I was up early the following morning, and sat at the kitchen table with my notepad and a cup of coffee, planning my next few days and all I had to do. I got the surprise of my life when Shilo joined me. She is a lay-abed, as I call her, loving to sleep in, cocooned in blanketed comfort. But there she was, dressed and ready for coffee, appearing in the kitchen doorway, Magic in hand, while I was only on my second cup.
While I made her some coffee, she grabbed lettuce and carrots out of the fridge and set Magic on the table with his vegetarian munchies. Magic was just a plain bunny, kind of a brownish-gray color, completely undistinguished, but Shilo loved him with a fierce protectiveness that was almost maternal.
Maternal. I cocked my head and watched her. My funny friend had always flitted from man to man, as if she were a butterfly in the garden of love. But did the ever-increasing noise of the female’s biological clock sound tick-tick-tick even in her ears? Was her interest in McGill more than as another fleeting romance in a long string?
Nah. Impossible.
“What are you going to do today?” I asked Shilo as I got ready to head to Autumn Vale.
“I’m coming to town with you,” she said.
I was surprised, but glad of the company. She confined Magic to his cage, and we set off in my car. As soon as we hit town, however, Shi headed off alone to “explore,” as she called it.

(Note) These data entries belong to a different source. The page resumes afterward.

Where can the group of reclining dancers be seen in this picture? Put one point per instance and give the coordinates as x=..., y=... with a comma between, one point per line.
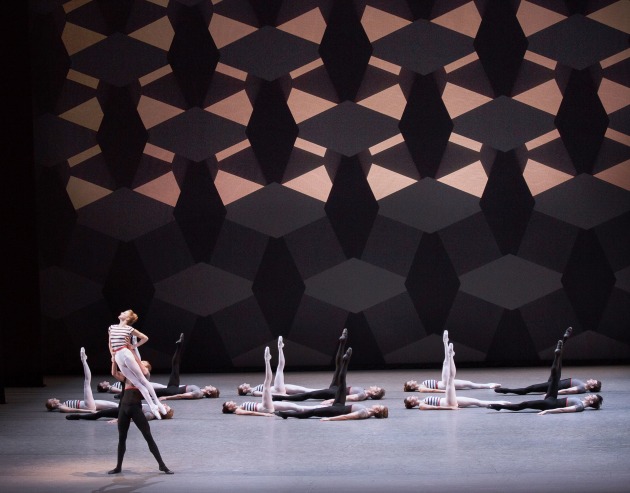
x=280, y=399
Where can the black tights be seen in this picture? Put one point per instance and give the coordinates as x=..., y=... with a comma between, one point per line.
x=338, y=407
x=131, y=409
x=551, y=400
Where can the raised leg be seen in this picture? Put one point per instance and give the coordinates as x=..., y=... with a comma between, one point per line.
x=173, y=379
x=341, y=348
x=267, y=399
x=88, y=398
x=278, y=382
x=451, y=396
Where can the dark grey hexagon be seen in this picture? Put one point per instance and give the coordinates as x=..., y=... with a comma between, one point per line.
x=504, y=123
x=119, y=60
x=510, y=282
x=423, y=47
x=197, y=134
x=269, y=53
x=429, y=205
x=348, y=128
x=578, y=42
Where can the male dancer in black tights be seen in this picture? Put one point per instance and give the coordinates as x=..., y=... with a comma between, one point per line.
x=551, y=404
x=130, y=408
x=339, y=410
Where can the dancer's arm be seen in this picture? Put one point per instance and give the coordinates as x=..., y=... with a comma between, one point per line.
x=570, y=409
x=360, y=414
x=243, y=412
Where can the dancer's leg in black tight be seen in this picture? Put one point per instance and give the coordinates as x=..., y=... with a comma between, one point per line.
x=111, y=413
x=322, y=394
x=341, y=349
x=124, y=420
x=143, y=425
x=556, y=371
x=173, y=380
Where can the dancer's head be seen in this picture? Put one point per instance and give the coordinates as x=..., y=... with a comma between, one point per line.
x=103, y=386
x=411, y=402
x=210, y=391
x=128, y=317
x=52, y=404
x=593, y=400
x=410, y=386
x=380, y=411
x=593, y=385
x=375, y=392
x=229, y=407
x=244, y=389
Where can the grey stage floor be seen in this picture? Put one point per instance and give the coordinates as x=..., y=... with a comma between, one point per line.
x=434, y=451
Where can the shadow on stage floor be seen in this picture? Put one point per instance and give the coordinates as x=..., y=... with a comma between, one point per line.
x=475, y=450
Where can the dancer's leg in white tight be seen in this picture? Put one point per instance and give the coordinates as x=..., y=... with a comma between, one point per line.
x=128, y=365
x=445, y=363
x=88, y=398
x=267, y=400
x=278, y=383
x=451, y=397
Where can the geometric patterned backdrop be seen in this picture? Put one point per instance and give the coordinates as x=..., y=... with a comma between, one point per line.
x=238, y=170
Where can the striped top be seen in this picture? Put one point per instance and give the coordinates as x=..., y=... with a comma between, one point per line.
x=119, y=336
x=249, y=406
x=433, y=401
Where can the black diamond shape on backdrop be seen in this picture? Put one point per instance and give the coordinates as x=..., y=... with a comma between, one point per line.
x=345, y=50
x=501, y=45
x=426, y=125
x=275, y=210
x=348, y=128
x=64, y=292
x=192, y=54
x=584, y=201
x=272, y=131
x=269, y=53
x=128, y=286
x=203, y=289
x=196, y=134
x=278, y=287
x=507, y=202
x=588, y=279
x=119, y=60
x=423, y=47
x=432, y=283
x=578, y=42
x=510, y=282
x=504, y=123
x=582, y=121
x=125, y=215
x=56, y=139
x=429, y=205
x=355, y=285
x=121, y=136
x=351, y=207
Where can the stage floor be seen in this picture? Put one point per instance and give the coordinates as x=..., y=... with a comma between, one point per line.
x=475, y=450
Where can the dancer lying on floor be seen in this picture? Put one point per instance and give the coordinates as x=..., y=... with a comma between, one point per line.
x=440, y=385
x=130, y=409
x=128, y=362
x=551, y=404
x=339, y=411
x=266, y=407
x=451, y=400
x=354, y=394
x=173, y=389
x=565, y=386
x=88, y=404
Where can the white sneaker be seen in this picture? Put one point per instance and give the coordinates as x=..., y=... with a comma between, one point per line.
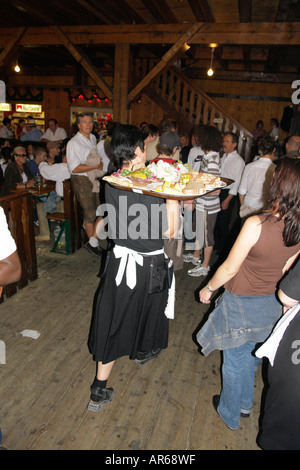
x=198, y=271
x=189, y=258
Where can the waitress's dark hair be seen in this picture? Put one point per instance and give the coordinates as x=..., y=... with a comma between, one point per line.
x=125, y=139
x=285, y=198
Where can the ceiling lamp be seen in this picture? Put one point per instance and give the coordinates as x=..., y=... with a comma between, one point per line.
x=17, y=68
x=210, y=71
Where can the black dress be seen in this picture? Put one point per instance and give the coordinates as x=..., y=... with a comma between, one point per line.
x=127, y=320
x=281, y=417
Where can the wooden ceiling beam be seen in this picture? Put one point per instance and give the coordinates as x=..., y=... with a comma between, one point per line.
x=201, y=10
x=166, y=60
x=5, y=54
x=84, y=61
x=272, y=33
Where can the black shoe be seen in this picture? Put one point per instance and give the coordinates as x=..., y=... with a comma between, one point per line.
x=92, y=249
x=142, y=358
x=245, y=415
x=99, y=397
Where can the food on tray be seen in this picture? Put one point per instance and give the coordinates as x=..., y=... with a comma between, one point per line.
x=166, y=178
x=169, y=188
x=194, y=187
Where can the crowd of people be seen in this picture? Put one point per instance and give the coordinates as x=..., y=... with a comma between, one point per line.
x=245, y=223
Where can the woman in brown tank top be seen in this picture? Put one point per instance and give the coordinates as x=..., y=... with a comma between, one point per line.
x=265, y=249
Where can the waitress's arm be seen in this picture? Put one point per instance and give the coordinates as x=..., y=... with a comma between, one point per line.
x=173, y=211
x=247, y=238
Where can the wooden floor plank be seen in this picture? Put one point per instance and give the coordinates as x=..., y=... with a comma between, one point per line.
x=44, y=385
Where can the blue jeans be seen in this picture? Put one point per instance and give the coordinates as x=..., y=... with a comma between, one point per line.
x=238, y=383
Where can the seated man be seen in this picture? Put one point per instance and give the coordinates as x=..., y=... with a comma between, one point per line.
x=54, y=133
x=33, y=134
x=58, y=172
x=40, y=155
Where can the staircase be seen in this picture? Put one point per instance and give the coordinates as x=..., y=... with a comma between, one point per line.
x=189, y=105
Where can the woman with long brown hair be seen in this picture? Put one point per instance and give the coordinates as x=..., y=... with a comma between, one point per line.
x=265, y=249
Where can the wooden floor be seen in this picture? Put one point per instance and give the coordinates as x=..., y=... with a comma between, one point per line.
x=44, y=385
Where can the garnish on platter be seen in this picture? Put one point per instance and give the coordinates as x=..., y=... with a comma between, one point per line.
x=161, y=177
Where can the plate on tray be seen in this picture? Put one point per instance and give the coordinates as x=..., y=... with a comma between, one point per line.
x=150, y=190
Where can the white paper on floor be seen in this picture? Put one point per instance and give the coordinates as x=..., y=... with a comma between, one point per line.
x=30, y=333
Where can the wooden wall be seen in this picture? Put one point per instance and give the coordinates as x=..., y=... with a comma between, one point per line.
x=234, y=97
x=57, y=106
x=265, y=104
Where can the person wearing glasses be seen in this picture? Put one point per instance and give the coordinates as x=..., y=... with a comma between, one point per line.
x=17, y=173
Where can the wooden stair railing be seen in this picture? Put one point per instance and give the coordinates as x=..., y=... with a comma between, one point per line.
x=172, y=89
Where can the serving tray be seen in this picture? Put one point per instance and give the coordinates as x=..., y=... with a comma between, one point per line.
x=149, y=189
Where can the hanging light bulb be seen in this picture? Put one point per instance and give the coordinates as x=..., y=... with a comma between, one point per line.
x=17, y=68
x=210, y=71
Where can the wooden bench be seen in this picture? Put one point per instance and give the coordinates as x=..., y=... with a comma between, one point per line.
x=70, y=222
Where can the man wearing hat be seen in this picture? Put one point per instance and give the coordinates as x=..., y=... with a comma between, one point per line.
x=33, y=134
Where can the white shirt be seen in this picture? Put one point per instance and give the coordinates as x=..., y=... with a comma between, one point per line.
x=78, y=149
x=7, y=243
x=58, y=172
x=59, y=134
x=255, y=182
x=193, y=154
x=103, y=155
x=232, y=167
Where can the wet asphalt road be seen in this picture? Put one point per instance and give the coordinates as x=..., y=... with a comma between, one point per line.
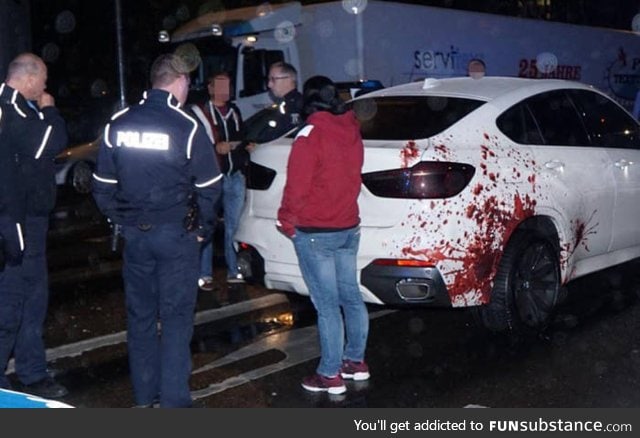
x=252, y=347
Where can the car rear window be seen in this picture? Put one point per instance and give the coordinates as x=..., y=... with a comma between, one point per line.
x=409, y=117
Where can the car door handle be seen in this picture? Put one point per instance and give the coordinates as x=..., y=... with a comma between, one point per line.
x=622, y=163
x=554, y=165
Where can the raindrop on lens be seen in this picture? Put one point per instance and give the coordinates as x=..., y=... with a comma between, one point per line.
x=324, y=28
x=169, y=22
x=635, y=23
x=351, y=67
x=365, y=109
x=182, y=13
x=50, y=52
x=546, y=62
x=264, y=9
x=415, y=349
x=98, y=88
x=190, y=57
x=284, y=32
x=65, y=22
x=354, y=6
x=416, y=325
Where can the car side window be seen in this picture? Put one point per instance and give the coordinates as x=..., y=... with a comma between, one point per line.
x=518, y=124
x=608, y=125
x=409, y=117
x=558, y=119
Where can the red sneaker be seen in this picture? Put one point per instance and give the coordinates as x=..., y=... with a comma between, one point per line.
x=354, y=370
x=320, y=383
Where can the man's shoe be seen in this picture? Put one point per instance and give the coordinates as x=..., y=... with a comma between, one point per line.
x=320, y=383
x=205, y=283
x=357, y=371
x=46, y=388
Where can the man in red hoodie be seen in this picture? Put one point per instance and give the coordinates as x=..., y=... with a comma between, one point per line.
x=319, y=212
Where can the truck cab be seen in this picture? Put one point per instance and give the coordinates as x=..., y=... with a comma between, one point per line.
x=244, y=42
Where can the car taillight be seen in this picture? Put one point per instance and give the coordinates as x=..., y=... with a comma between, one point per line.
x=403, y=263
x=427, y=179
x=259, y=177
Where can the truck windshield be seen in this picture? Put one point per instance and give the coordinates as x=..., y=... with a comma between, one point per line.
x=409, y=117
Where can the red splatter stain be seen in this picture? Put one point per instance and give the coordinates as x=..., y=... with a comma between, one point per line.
x=408, y=153
x=581, y=232
x=480, y=255
x=443, y=149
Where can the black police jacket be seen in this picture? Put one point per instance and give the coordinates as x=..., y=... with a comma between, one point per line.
x=32, y=137
x=152, y=157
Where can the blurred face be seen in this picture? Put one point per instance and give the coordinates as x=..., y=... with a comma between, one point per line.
x=182, y=88
x=220, y=89
x=280, y=83
x=36, y=84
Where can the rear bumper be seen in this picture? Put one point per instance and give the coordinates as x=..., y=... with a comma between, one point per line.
x=399, y=285
x=390, y=285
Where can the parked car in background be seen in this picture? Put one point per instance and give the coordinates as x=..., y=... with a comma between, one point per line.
x=74, y=166
x=489, y=193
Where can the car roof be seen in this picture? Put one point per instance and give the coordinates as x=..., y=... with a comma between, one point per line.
x=485, y=89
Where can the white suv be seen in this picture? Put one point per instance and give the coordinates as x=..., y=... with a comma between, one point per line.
x=489, y=193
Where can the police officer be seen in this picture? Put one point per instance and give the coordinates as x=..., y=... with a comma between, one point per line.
x=153, y=159
x=223, y=123
x=33, y=133
x=282, y=83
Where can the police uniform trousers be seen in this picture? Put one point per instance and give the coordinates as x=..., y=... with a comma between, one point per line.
x=160, y=273
x=24, y=295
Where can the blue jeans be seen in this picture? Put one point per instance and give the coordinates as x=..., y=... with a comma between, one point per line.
x=328, y=265
x=160, y=274
x=233, y=194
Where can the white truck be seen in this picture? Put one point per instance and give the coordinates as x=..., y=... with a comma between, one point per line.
x=394, y=43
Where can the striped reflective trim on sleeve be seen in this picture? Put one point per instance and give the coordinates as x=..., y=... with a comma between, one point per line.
x=105, y=180
x=304, y=132
x=45, y=139
x=193, y=122
x=119, y=113
x=20, y=238
x=208, y=183
x=105, y=136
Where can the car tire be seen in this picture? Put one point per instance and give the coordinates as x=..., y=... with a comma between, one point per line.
x=81, y=177
x=526, y=287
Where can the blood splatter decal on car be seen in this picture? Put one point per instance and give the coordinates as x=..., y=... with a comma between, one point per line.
x=408, y=154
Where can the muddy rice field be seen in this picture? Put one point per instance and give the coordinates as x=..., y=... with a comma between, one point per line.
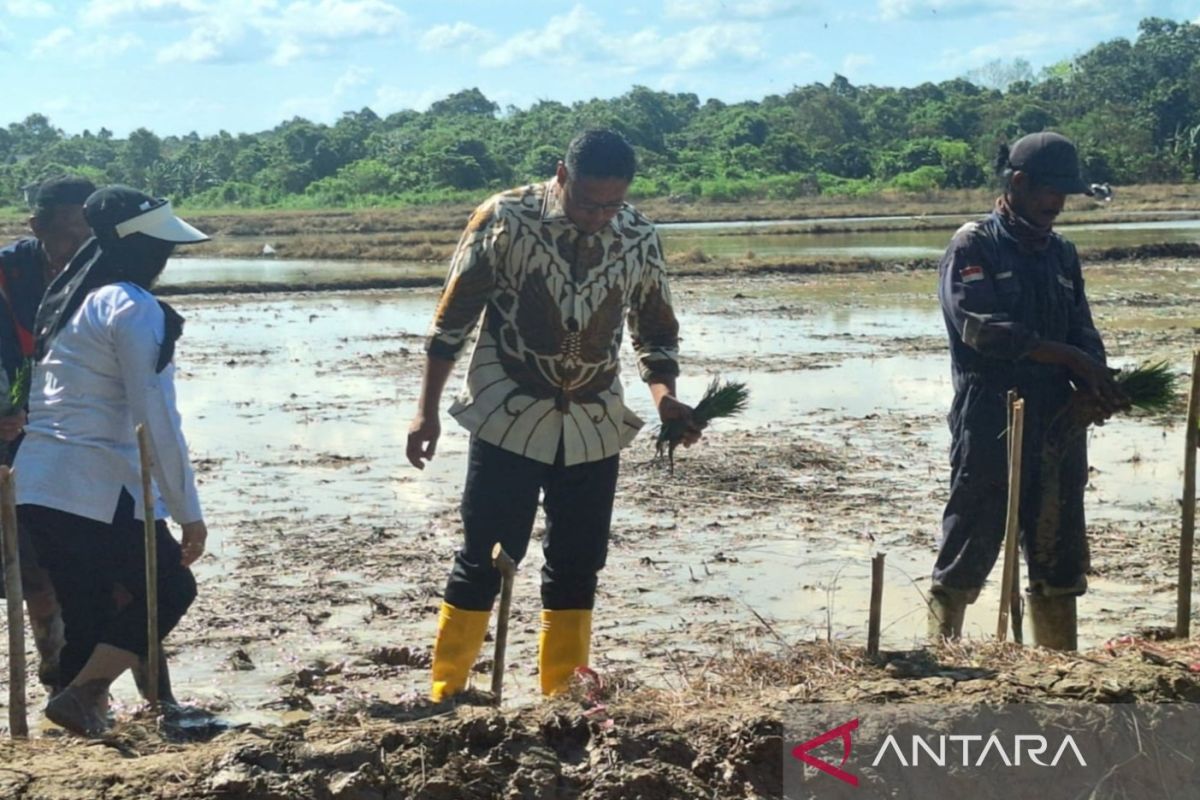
x=735, y=587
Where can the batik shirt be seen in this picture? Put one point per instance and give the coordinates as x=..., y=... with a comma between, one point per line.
x=549, y=304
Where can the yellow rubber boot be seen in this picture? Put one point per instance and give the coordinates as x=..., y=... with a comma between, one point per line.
x=564, y=644
x=460, y=636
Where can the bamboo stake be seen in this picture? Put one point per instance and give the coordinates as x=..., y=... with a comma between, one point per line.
x=873, y=624
x=18, y=722
x=508, y=570
x=148, y=513
x=1017, y=437
x=1015, y=606
x=1188, y=523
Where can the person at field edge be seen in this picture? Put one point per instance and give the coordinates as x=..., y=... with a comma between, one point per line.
x=547, y=274
x=103, y=364
x=27, y=266
x=1012, y=293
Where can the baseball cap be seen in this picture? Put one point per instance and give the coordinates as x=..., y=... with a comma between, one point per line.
x=1050, y=160
x=118, y=211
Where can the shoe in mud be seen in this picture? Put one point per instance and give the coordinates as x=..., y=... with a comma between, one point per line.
x=76, y=709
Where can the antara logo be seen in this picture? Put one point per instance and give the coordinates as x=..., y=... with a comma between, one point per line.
x=1030, y=745
x=841, y=732
x=1027, y=746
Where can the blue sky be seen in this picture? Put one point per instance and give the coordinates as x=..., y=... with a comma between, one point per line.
x=245, y=65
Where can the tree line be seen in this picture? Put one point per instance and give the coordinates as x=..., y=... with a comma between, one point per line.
x=1133, y=108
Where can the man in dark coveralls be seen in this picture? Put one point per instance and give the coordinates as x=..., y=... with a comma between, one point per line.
x=1012, y=293
x=27, y=266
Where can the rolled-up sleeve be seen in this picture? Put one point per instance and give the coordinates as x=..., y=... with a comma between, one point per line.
x=969, y=298
x=653, y=328
x=469, y=282
x=137, y=330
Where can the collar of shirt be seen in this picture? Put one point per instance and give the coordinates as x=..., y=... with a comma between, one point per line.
x=552, y=209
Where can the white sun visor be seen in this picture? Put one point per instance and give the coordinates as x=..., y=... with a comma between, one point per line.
x=161, y=222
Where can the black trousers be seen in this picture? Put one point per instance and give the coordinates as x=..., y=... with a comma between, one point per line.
x=1054, y=531
x=499, y=503
x=87, y=560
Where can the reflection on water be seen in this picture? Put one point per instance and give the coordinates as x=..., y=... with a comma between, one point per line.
x=269, y=385
x=681, y=239
x=915, y=244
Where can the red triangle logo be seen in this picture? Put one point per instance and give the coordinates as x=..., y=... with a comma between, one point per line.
x=841, y=732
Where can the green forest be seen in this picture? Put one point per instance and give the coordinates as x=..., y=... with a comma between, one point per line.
x=1133, y=108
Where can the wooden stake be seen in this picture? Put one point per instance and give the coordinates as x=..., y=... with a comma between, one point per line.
x=1015, y=438
x=508, y=569
x=1015, y=606
x=18, y=723
x=1188, y=523
x=873, y=624
x=148, y=513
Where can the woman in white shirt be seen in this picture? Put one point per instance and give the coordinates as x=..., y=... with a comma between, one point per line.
x=103, y=365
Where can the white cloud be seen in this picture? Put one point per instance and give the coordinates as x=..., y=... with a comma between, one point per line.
x=449, y=37
x=52, y=41
x=702, y=46
x=328, y=106
x=737, y=8
x=91, y=47
x=855, y=62
x=1024, y=46
x=393, y=98
x=29, y=8
x=226, y=31
x=106, y=12
x=567, y=38
x=579, y=37
x=352, y=79
x=894, y=10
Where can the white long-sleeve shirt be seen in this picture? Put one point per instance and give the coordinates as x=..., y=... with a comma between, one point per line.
x=95, y=384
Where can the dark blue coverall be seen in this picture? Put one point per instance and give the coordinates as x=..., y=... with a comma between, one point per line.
x=1000, y=299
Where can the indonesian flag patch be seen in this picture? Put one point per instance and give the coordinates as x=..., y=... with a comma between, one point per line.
x=972, y=274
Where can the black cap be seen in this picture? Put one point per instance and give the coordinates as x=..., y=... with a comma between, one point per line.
x=117, y=211
x=65, y=190
x=1050, y=160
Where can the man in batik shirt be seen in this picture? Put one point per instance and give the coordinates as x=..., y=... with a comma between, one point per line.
x=547, y=274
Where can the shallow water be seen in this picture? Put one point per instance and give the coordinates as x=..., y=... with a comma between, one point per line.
x=679, y=239
x=299, y=404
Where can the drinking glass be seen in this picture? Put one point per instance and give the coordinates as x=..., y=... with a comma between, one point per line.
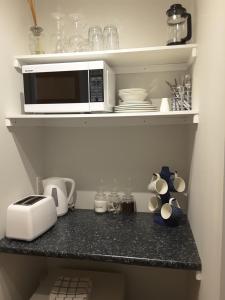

I had timed my arrival at Binny’s Bakery to be after the morning baking was done, but before the customers started arriving. As suggested by Binny, I went to the back, where there was a steel door off the alleyway. I rapped on it and was admitted, the warm, yeasty air flooding over me in waves and taking me back to my grandmother’s kitchen. My mom wasn’t much of a cook; she had been too involved in social committees and action plans, marching and protesting and burning her bra in public places, much to my teenage mortification. But my grandmother more than made up for it. Taking in a good, deep sniff of the air, I happily followed Binny through the bakery kitchen, lined with stainless steel, commercial-size ovens, to a little table in the corner, where she had a French press coffeemaker and chocolate croissants on a platter.